Recently, Bloomfield College in New Jersey, which was founded in 1868, said it may be forced to closeAfter the current academic school year.

Bloomfield College has suffered a decade-long drop in enrollment,” Marcheta Evans, President of Bloomfield College wrote to the community. The pandemic has only exacerbated the financial problems.

She added, “And Bloomfield isn’t alone.” Judson CollegeAlabama Becker College in Massachusetts and Concordia College New York also plan to close, among others.

Meanwhile, some of the most elite institutions in the country are doing better and have the financial support to back it.

A small number of universities including those in the Ivy League experienced record breaking numbers this year. increase in applicationsand net revenue growth.

Pollack says that these schools reported records-breaking increases in endowments, largely because of investments made by venture capital or private equity. Some endowments saw a 50% increase.  

This has allowed universities like Princeton, Yale, Stanford, Stanford, and Yale to increase their financial aid offering, which lowers the costs and appeals to more students across the country.

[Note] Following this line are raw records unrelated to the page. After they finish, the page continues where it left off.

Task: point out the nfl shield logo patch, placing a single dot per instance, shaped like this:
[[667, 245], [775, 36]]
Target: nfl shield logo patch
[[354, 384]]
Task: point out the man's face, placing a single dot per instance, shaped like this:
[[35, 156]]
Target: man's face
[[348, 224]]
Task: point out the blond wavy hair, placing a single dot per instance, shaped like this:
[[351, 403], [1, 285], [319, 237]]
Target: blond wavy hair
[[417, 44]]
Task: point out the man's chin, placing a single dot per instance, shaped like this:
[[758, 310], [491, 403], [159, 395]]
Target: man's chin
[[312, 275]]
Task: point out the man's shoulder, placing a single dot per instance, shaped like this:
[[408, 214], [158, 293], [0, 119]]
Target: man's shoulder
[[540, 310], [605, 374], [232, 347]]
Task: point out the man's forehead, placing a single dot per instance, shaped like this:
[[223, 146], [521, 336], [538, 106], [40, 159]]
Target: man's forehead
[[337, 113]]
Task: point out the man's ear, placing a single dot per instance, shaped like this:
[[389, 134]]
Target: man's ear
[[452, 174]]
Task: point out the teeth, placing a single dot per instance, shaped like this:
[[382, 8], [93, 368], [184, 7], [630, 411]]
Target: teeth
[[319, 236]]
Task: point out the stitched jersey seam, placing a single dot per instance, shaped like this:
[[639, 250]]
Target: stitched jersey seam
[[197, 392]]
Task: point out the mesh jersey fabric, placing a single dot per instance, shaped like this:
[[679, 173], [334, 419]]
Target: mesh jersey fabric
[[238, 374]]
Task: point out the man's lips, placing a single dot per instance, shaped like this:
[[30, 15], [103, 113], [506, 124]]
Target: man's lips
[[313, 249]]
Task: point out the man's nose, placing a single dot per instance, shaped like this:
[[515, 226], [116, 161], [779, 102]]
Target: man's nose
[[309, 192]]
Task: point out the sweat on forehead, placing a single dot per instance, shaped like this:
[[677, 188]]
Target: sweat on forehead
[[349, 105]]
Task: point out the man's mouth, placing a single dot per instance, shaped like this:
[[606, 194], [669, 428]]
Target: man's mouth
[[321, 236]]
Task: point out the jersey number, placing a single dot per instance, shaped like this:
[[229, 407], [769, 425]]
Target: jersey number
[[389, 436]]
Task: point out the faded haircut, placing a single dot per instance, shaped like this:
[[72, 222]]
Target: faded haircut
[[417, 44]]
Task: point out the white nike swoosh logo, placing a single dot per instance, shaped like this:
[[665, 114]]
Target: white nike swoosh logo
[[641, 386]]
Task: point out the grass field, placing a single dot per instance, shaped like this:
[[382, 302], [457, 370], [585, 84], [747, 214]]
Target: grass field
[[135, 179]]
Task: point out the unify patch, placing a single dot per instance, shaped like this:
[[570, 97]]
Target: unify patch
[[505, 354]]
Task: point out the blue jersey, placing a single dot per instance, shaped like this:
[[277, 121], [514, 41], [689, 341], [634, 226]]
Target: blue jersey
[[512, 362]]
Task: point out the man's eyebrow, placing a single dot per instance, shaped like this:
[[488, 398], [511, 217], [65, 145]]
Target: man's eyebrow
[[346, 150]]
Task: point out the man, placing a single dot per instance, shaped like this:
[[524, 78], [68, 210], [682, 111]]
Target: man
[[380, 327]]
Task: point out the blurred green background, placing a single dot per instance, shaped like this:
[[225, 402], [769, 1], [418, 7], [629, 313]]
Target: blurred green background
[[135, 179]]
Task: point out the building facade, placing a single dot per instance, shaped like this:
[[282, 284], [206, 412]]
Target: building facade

Pollack stated that while they are sometimes portrayed as the bad guys, the majority of institutions working to benefit students are doing their best.

In reality, the top schools for financial aid are all private and their very generous aid packages can make them surprisingly affordable, despite the eye-popping sticker prices.

Pollack explained that “if the selective schools are able subsidize this cost, it becomes even more compelling” and it has large implications for the higher-education landscape.

At Yale, for example, tuition and fees plus books, room and board averaged $77,750 this year, according to data from The Princeton Review, but the average need-based scholarship award — or free money — was just over $59,000 bringing the total out-of-pocket cost down to roughly $22,000.

Robert Franek (editor-in-chief of The Princeton Review) stated that while the sticker price might seem intimidating, it is actually a reasonable amount.

It could be less costly than your public college.

Pollack stated that schools with lower resources are at greater risk of losing students and widening the gap.

Similar to what’s happening in the whole nation, “there is increasing bifurcation among the haves and the have nots” and this appears to also be true in higher educational.